In his State of the Union address last night, President Joe Biden highlighted new construction and manufacturing standards that could affect architects and other building industry professionals.
The proposed standards would require federal infrastructure projects to use American-made construction materials, including plastic and polymer-based products, glass, drywall, and lumber. The White House Office of Management and Budget (OMB) is set to release the new standards today.
According to Reuters, the OMB is soliciting public input on whether engineered wood products (like CLT), bricks, paints, and other materials should be included in the new guidance. The public will have 30 days to comment on the proposal.
If and when the new standards are approved, the White House stated that it would apply to almost all federally-supported infrastructure, including water infrastructure, high-speed internet, roads, bridges, and buildings. According to the briefing, the standards would “[provide] consistency for companies and state and local governments to apply the standards and a strong federal government-wide demand signal.”

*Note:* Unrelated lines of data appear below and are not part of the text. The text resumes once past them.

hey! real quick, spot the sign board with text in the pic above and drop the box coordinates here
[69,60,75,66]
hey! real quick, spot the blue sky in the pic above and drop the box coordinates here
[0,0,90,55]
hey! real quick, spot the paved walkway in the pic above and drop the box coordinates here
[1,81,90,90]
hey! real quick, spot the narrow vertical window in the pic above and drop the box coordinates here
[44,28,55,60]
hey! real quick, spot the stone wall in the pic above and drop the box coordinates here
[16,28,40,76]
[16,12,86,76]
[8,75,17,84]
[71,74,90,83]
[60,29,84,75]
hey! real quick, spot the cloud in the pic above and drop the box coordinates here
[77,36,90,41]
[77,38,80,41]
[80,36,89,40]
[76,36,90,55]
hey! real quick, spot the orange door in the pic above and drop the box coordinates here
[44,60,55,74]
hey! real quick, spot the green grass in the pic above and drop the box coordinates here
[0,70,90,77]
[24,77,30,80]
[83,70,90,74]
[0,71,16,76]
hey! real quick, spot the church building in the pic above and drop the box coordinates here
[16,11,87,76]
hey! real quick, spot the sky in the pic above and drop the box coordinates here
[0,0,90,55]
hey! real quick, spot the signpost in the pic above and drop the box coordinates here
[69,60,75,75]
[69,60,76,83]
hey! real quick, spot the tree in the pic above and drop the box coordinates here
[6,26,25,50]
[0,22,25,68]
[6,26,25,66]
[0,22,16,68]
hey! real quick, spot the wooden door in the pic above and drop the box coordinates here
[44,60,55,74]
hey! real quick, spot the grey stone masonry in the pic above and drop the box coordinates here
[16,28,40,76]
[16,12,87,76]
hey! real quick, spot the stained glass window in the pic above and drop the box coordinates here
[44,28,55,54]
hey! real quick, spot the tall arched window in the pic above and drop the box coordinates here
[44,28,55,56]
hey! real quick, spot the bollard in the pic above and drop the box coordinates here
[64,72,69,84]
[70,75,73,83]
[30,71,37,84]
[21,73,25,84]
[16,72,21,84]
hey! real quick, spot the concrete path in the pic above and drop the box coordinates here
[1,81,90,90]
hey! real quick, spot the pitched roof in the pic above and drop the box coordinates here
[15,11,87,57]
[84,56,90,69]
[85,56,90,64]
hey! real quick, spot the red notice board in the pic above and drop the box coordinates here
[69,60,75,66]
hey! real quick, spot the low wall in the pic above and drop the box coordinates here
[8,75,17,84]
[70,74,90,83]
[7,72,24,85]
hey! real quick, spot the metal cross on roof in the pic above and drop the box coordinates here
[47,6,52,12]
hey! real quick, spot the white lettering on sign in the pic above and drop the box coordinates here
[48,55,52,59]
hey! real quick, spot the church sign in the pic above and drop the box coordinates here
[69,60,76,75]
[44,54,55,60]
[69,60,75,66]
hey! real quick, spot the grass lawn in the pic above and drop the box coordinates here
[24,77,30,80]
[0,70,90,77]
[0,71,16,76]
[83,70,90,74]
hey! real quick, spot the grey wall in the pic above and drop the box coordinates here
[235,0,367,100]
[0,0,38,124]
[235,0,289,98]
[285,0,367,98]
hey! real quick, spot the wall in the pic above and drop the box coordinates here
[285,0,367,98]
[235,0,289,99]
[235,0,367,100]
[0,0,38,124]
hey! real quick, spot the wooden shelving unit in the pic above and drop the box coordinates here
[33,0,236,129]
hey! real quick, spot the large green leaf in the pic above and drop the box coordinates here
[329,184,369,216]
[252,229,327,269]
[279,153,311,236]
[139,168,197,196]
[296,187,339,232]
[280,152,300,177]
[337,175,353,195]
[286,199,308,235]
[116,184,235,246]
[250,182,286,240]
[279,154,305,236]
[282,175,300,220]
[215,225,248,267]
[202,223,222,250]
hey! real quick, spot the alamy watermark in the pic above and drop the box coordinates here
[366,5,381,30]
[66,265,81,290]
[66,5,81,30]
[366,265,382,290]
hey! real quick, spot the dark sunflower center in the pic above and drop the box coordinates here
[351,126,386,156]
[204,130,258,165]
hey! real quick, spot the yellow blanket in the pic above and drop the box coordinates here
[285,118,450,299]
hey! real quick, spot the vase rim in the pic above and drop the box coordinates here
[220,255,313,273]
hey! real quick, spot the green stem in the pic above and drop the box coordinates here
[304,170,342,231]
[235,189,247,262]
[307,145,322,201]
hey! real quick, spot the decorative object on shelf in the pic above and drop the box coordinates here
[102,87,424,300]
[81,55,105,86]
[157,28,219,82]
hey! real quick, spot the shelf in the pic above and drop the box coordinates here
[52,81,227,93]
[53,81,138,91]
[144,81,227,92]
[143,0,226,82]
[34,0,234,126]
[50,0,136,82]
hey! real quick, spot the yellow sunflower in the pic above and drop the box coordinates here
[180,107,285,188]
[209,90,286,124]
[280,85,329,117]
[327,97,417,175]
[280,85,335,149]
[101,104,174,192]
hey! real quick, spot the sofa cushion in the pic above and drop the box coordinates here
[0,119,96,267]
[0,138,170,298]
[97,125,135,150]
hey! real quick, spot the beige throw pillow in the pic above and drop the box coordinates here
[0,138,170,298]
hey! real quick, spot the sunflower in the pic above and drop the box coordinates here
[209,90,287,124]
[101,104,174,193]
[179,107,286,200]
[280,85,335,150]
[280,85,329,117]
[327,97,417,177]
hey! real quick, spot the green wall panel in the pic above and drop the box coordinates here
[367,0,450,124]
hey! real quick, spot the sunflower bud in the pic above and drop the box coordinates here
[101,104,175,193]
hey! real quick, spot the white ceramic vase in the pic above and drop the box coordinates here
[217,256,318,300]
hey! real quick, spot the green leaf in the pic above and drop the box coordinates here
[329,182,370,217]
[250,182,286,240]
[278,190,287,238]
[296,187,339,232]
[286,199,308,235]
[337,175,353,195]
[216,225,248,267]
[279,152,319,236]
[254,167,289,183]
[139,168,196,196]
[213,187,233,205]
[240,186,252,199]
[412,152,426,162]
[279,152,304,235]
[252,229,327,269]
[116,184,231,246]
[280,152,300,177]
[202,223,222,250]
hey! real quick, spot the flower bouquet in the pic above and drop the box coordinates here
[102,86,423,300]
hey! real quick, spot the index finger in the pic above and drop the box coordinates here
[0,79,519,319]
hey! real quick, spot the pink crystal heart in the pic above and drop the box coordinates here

The OMB’s standards were created under the 2021 Infrastructure Investment and Jobs Act, a $1.2 trillion law that provides funding to build and repair infrastructure, expand high-speed internet, replace lead drinking water pipes, and more. The law also expanded standards that required federal infrastructure projects to use more metals, construction materials, and other products made in America.
However, under both the current and proposed standards, made in America does not mean 100 percent made in America. Before Biden changed the old rules in March 2022, 55 percent of a given construction material had to be made with products created in the States. Biden upped those percentages to 65 percent next year, and 75 percent in 2029.
While these rules were embraced by some, not everyone in the construction industry is entirely satisfied with the proposal.
In a statement reported by Construction Dive, the construction industry trade group National Utility Contractors Association shared its thoughts on the new guidance: “Our nation’s utility construction industry literally digs into fresh American soil to complete our projects, so we support sourcing materials from American manufacturers. But a one-size-fits-all solution never fits individual projects like ours.”
The statement added that keeping federal infrastructure expenditures down can necessitate the use of some cheaper, imported materials.